The figure below compares the analytical solution with the numerical approximation obtained using the Euler–Maruyama method with $N=1000$ . The left-hand plots show vertical slices of the gradient plot on the right, with each vertical line on the surface corresponding to a colored curve on the left. While the numerical solution exhibits some noise, it closely follows the shape of the exact solution. Increasing the number of simulations $N$ or decreasing the Euler–Maruyama time step improves the accuracy and reduces the variance of the approximation.

This example illustrates how stochastic simulation, enabled by the Feynman–Kac formula and numerical methods like Euler–Maruyama, can approximate PDE solutions. In practice, such stochastic approaches are especially valuable when dealing with high-dimensional systems or complex geometries where traditional PDE solvers become computationally prohibitive. One key advantage of the SDE-based method is its natural parallelism—each simulation, or realization, can be computed independently—making it well-suited for high-performance computing environments. While stochastic simulations introduce variance, this can be mitigated by increasing the number of realizations or refining the time discretization. Thus, stochastic differential equations provide a flexible and scalable alternative to deterministic PDE solvers, particularly in contexts where uncertainty is intrinsic or dimensionality poses a computational barrier. In contrast to traditional PDE solvers, which typically require solving for the entire solution over a grid, this method enables direct computation at specific points in space and time. This targeted approach allows computational resources to be focused on regions of interest, potentially resulting in substantial efficiency gains.

Applications

Finance

In quantitative finance, the Feynman–Kac formula is used to efficiently calculate solutions to the Black–Scholes equation to price options on stocks^[6] and zero-coupon bond prices in affine term structure models.

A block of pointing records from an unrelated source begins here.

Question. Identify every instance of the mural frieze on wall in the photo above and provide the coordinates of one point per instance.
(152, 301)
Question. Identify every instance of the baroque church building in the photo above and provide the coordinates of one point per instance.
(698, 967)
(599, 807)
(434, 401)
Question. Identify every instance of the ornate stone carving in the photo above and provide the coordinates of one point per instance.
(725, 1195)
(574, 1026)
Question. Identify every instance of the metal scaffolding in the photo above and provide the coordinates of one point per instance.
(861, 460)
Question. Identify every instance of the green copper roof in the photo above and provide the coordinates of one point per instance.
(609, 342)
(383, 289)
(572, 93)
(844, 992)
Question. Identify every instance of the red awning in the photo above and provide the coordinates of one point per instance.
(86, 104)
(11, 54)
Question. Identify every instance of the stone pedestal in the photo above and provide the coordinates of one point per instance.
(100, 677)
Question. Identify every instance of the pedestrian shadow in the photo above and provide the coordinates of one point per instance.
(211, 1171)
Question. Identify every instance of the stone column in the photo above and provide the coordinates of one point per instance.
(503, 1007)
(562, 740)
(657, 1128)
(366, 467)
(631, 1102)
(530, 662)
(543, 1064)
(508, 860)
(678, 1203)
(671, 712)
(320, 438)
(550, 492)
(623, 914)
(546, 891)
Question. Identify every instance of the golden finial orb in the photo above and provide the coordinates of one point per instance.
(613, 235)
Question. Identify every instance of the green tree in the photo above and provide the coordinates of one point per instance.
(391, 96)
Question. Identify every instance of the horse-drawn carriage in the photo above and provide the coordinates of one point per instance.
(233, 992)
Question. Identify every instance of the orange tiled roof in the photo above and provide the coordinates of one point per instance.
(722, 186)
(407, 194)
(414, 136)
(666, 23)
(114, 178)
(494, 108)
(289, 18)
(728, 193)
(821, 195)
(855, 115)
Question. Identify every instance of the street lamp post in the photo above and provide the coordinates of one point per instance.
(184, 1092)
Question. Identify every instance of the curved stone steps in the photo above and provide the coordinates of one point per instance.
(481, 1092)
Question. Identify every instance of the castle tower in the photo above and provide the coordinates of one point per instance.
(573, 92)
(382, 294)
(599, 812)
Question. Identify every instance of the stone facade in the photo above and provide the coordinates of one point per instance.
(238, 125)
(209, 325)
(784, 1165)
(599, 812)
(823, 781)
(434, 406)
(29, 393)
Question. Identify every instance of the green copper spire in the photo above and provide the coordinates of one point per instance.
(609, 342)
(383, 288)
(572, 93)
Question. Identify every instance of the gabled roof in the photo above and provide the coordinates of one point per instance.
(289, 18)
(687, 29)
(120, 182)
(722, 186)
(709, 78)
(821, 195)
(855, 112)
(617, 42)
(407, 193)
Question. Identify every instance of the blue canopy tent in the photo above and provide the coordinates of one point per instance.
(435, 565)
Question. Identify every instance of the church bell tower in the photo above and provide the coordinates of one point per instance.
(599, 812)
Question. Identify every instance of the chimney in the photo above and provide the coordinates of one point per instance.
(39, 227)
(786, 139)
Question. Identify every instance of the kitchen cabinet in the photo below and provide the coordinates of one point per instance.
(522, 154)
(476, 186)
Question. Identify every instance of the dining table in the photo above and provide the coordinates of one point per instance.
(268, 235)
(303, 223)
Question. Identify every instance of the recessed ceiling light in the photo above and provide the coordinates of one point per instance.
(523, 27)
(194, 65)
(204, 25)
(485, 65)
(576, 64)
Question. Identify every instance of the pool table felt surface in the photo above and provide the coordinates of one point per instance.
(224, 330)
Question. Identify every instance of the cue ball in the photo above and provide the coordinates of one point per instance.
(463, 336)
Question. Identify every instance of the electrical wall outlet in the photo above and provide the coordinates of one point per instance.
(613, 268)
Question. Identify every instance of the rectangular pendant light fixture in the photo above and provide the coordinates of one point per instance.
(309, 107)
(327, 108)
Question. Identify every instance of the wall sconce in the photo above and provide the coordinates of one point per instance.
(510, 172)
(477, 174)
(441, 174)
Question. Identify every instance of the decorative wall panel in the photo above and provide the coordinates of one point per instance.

For example, consider a stock price $S_{t}$ undergoing geometric Brownian motion $dS_{t}=\left(r_{t}dt+\sigma _{t}dW_{t}\right)S_{t}$ where $r_{t}$ is the risk-free interest rate and $\sigma _{t}$ is the volatility. Equivalently, by Itô's lemma, $d\ln S_{t}=\left(r_{t}-{\tfrac {1}{2}}\sigma _{t}^{2}\right)dt+\sigma _{t}\,dW_{t}.$ Now consider a European call option on an $S_{t}$ expiring at time $T$ with strike $K$ . At expiry, it is worth $(X_{T}-K)^{+}.$ Then, the risk-neutral price of the option, at time $t$ and stock price $x$ , is $u(x,t)=\operatorname {E} \left[e^{-\int _{t}^{T}r_{s}ds}(S_{T}-K)^{+}|\ln S_{t}=\ln x\right].$ Plugging into the Feynman–Kac formula, we obtain the Black–Scholes equation: ${\begin{cases}\partial _{t}u+Au-r_{t}u=0\\u(x,T)=(x-K)^{+}\end{cases}}$ where ${\textstyle A=(r_{t}-\sigma _{t}^{2}/2)\partial _{\ln x}+{\frac {1}{2}}\sigma _{t}^{2}\partial _{\ln x}^{2}=r_{t}x\partial _{x}+{\frac {1}{2}}\sigma _{t}^{2}x^{2}\partial _{x}^{2}.}$ More generally, consider an option expiring at time $T$ with payoff $g(S_{T})$ . The same calculation shows that its price $u(x,t)$ satisfies ${\begin{cases}\partial _{t}u+Au-r_{t}u=0\\u(x,T)=g(x).\end{cases}}$ Some other options like the American option do not have a fixed expiry. Some options have value at expiry determined by the past stock prices. For example, an average option has a payoff that is not determined by the underlying price at expiry but by the average underlying price over some predetermined period of time. For these, the Feynman–Kac formula does not directly apply.